To run this script, use the following command:
gambitdb-gtdb-testset [options] <species_taxon_file> <assembly_metadata_file> <gtdb_metadata_file>
The parameters for the script are:
usage: gambitdb-gtdb-testset [options]
Check a gambit database built using GTDB against genomes which were not used in the training set. Produces a list of genomes to use and their predicted species (GTDB)
positional arguments:
species_taxon_file Species taxon file produced by gambitdb, e.g. species_taxon.csv
assembly_metadata_file
Assembly metadata file produced by gambitdb, e.g. genome_assembly_metadata.csv
gtdb_metadata_file GTDB spreadsheet
options:
-h, --help show this help message and exit
--output_assembly_list_filename OUTPUT_ASSEMBLY_LIST_FILENAME, -a OUTPUT_ASSEMBLY_LIST_FILENAME
Output assemblies for download filename. These can be used with ncbi-genome-downloader (default: assemblies_for_download.txt)
--output_assembly_to_species_filename OUTPUT_ASSEMBLY_TO_SPECIES_FILENAME, -b OUTPUT_ASSEMBLY_TO_SPECIES_FILENAME
Output assembly to species filename (default: species_to_assembly.csv)

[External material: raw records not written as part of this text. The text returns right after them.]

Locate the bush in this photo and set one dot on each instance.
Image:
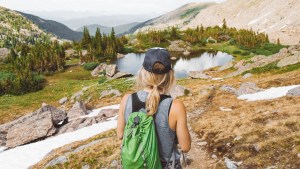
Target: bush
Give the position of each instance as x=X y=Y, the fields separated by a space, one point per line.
x=90 y=65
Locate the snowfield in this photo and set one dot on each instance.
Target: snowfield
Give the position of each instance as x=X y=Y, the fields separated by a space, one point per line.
x=272 y=93
x=22 y=157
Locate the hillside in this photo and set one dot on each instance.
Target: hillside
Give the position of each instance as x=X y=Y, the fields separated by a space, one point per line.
x=178 y=17
x=56 y=28
x=105 y=29
x=16 y=28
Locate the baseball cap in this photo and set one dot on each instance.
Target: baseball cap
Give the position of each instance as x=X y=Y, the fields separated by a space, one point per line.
x=157 y=55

--max_genomes_per_species MAX_GENOMES_PER_SPECIES, -c MAX_GENOMES_PER_SPECIES
Max genomes per species (default: 5)
--debug Turn on debugging (default: False)

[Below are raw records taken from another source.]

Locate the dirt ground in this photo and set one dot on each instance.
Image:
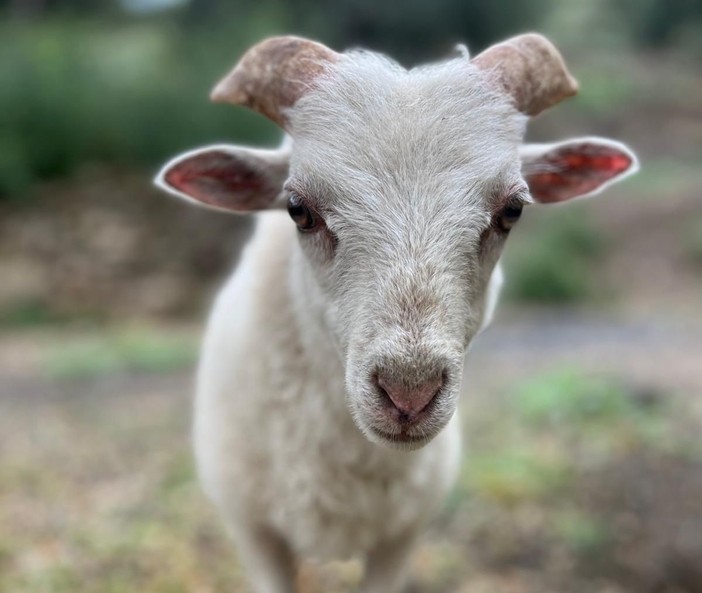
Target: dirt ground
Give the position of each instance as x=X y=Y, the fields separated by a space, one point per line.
x=97 y=490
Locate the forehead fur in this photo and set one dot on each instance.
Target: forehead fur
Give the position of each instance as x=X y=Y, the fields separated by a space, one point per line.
x=372 y=127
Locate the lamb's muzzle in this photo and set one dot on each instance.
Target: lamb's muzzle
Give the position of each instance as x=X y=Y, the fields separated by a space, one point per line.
x=331 y=374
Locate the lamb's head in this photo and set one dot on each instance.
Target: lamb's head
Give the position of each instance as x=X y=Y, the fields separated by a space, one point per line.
x=404 y=186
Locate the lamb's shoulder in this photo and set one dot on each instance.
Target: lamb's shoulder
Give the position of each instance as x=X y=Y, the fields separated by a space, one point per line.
x=277 y=444
x=345 y=496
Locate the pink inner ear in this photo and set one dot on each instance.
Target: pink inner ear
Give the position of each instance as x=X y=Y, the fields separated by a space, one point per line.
x=576 y=171
x=215 y=178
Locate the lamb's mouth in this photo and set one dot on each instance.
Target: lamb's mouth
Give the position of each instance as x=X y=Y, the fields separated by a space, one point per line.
x=401 y=438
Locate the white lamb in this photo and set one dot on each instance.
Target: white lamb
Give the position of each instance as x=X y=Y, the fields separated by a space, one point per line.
x=325 y=421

--verbose, -v Turn on verbose output (default: False)
The gambitdb-pairwise-table
script is used to generate a table of pairwise distances between assemblies. It requires a directory containing assemblies in FASTA format. The script provides several options for customization, including the ability to specify output filenames, the k-mer length, the k-mer prefix, the number of cpus to use, and turn on verbose output.
To run this script, use the following command:
gambitdb-pairwise-table [options] <assembly_directory>
The parameters for the script are:
usage: gambitdb-pairwise-table [options]
Given a directory of assemblies in FASTA format, generate a table of pairwise distances
positional arguments:
assembly_directory A directory containing assemblies in FASTA format
options:
-h, --help show this help message and exit
--accessions_to_remove ACCESSIONS_TO_REMOVE, -a ACCESSIONS_TO_REMOVE
Optional file containing a list of accession numbers to remove/ignore if found in assembly directory (1 per line) (default: None)
--signatures_output_filename SIGNATURES_OUTPUT_FILENAME, -s SIGNATURES_OUTPUT_FILENAME
Output filename for genome signatures (default: signatures.h5)
--distance_table_output_filename DISTANCE_TABLE_OUTPUT_FILENAME, -p DISTANCE_TABLE_OUTPUT_FILENAME
Output filename for pairwise distance table (default: pw-dists.csv)
--kmer KMER, -k KMER Length of the k-mer to use (default: 11)
--kmer_prefix KMER_PREFIX, -f KMER_PREFIX
Kmer prefix (default: ATGAC)
--cpus CPUS, -c CPUS Number of cpus to use (default: 1)
--debug Turn on debugging (default: False)
--verbose, -v Turn on verbose output (default: False)
The gambitdb-merge-signatures
script is used to merge two GAMBIT signatures files. It requires two signatures .h5 files created by gambit signatures. The script provides several options for customization, including the ability to specify output filenames and turn on verbose output.
To run this script, use the following command:
gambitdb-merge-signatures [options] <signatures_main_filename> <signatures_patch_filename>
The parameters for the script are:
usage: gambitdb-merge-signatures [options]
Given two Gambit signatures files, merge them and return a new file.
positional arguments:
signatures_main_filename
A signatures .h5 file created by gambit signatures
signatures_patch_filename
A patch signatures .h5 file created by gambit signatures
options:
-h, --help show this help message and exit
--signatures_output_filename SIGNATURES_OUTPUT_FILENAME, -s SIGNATURES_OUTPUT_FILENAME
Output filename for genome signatures (default: merged_database.gs)
--verbose, -v Turn on verbose output (default: False)
Contributions to this project are welcome. To contribute, please fork the repository and submit a pull request.
This project is licensed under the GNU GPL 3 License - see the LICENSE file for details.